Karl Reid: "These young people learn how to apply what they've learned in creative ways. So in other words, while they are learning how to build catapults or they're learning how to build gliders, they're learning underlying math and science that's associated with it. I call it 'theory through the lens of practice.' They can locate that theory in creative ways. The way things are traditionally taught is that we tend to introduce theory first, then application. And what we've done is we flopped that.

"David Kolb has done that as well with the learning model [Kolb's experiential learning theory]. And Algebra Project has done that. And I'm sure that Adrian has. Where he starts with application first, demonstration, application, show you what it could do and then learn the underlying math and science. As we move into a testing regimen, or what Lani Guinier calls 'testocracy,' we move away from those creative ways to teach the fundamentals of our science and learning. And unfortunately, it sucks out the life out of the interest in science.

On how sorting and tracking high school students narrows the pipeline to STEM jobs

Adrian Mims: "I always look at STEM as two-tiered: you have two-year post-secondary, four-year post-secondary. You don't necessarily need calculus for two-year post-secondary, but you still need strong math and science skills. That could be the person working for Herb Chambers as an automotive technician.

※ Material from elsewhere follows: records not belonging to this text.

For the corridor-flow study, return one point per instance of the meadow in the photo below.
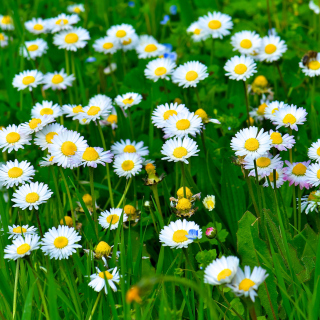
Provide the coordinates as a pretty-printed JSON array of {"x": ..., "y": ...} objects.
[{"x": 160, "y": 159}]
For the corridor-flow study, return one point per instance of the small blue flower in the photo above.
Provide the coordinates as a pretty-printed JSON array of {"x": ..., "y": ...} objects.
[{"x": 166, "y": 18}]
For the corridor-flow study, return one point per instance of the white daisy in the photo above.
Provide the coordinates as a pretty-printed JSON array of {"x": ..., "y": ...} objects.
[
  {"x": 272, "y": 48},
  {"x": 128, "y": 146},
  {"x": 250, "y": 142},
  {"x": 72, "y": 39},
  {"x": 57, "y": 80},
  {"x": 63, "y": 22},
  {"x": 216, "y": 24},
  {"x": 13, "y": 173},
  {"x": 183, "y": 124},
  {"x": 27, "y": 79},
  {"x": 110, "y": 219},
  {"x": 189, "y": 74},
  {"x": 246, "y": 42},
  {"x": 175, "y": 235},
  {"x": 33, "y": 49},
  {"x": 127, "y": 165},
  {"x": 60, "y": 243},
  {"x": 106, "y": 45},
  {"x": 44, "y": 137},
  {"x": 221, "y": 270},
  {"x": 31, "y": 195},
  {"x": 160, "y": 68},
  {"x": 240, "y": 68},
  {"x": 64, "y": 146},
  {"x": 21, "y": 247},
  {"x": 16, "y": 231},
  {"x": 36, "y": 25},
  {"x": 12, "y": 138},
  {"x": 281, "y": 142},
  {"x": 178, "y": 149},
  {"x": 247, "y": 283},
  {"x": 164, "y": 111},
  {"x": 290, "y": 116}
]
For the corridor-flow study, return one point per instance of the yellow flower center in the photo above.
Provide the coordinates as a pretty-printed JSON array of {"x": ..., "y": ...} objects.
[
  {"x": 246, "y": 44},
  {"x": 214, "y": 24},
  {"x": 289, "y": 118},
  {"x": 69, "y": 148},
  {"x": 90, "y": 154},
  {"x": 183, "y": 124},
  {"x": 23, "y": 249},
  {"x": 127, "y": 165},
  {"x": 32, "y": 197},
  {"x": 150, "y": 48},
  {"x": 113, "y": 219},
  {"x": 28, "y": 80},
  {"x": 71, "y": 38},
  {"x": 276, "y": 138},
  {"x": 160, "y": 71},
  {"x": 299, "y": 169},
  {"x": 270, "y": 48},
  {"x": 180, "y": 236},
  {"x": 240, "y": 68},
  {"x": 15, "y": 172},
  {"x": 223, "y": 274},
  {"x": 180, "y": 152},
  {"x": 60, "y": 242},
  {"x": 252, "y": 144},
  {"x": 191, "y": 76}
]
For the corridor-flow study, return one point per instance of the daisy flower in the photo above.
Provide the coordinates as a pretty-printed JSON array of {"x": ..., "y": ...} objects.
[
  {"x": 36, "y": 25},
  {"x": 128, "y": 100},
  {"x": 63, "y": 22},
  {"x": 27, "y": 79},
  {"x": 164, "y": 111},
  {"x": 64, "y": 146},
  {"x": 296, "y": 173},
  {"x": 110, "y": 219},
  {"x": 178, "y": 149},
  {"x": 12, "y": 138},
  {"x": 72, "y": 39},
  {"x": 128, "y": 146},
  {"x": 100, "y": 279},
  {"x": 60, "y": 243},
  {"x": 272, "y": 48},
  {"x": 46, "y": 108},
  {"x": 216, "y": 24},
  {"x": 159, "y": 68},
  {"x": 91, "y": 157},
  {"x": 265, "y": 164},
  {"x": 148, "y": 47},
  {"x": 106, "y": 45},
  {"x": 221, "y": 270},
  {"x": 246, "y": 42},
  {"x": 249, "y": 142},
  {"x": 175, "y": 235},
  {"x": 127, "y": 165},
  {"x": 33, "y": 49},
  {"x": 240, "y": 68},
  {"x": 57, "y": 80},
  {"x": 14, "y": 173},
  {"x": 182, "y": 124},
  {"x": 247, "y": 283},
  {"x": 21, "y": 247},
  {"x": 31, "y": 195},
  {"x": 290, "y": 116},
  {"x": 44, "y": 137},
  {"x": 281, "y": 142},
  {"x": 16, "y": 231},
  {"x": 189, "y": 74}
]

That person who is an automotive technician is a computer scientist, is an electrician.

"So how do we get students to these jobs? It's very difficult when school districts are sorting students by tracking. You had in Boston Public Schools advanced work classes, tracking students as early as fourth grade, determining who would get the most rigorous courses that have the best teachers. You have now, this is pervasive throughout our public education system, where students are being tracked as early as seventh grade and they're determining right then and there who will have the rigorous math courses and have the best teachers.

"So you have students who participate in these amazing programs. They love STEM. And it's just like what Dr. Barrett pointed out. They go to these amazing summer programs and they get excited, but then they come back to their respective schools and that fire gets extinguished because they may want to become a scientist. But you know what? If you don't have that math and science background, your dream will be deferred or probably extinguished."

This event was made possible with support from Olin College of Engineering.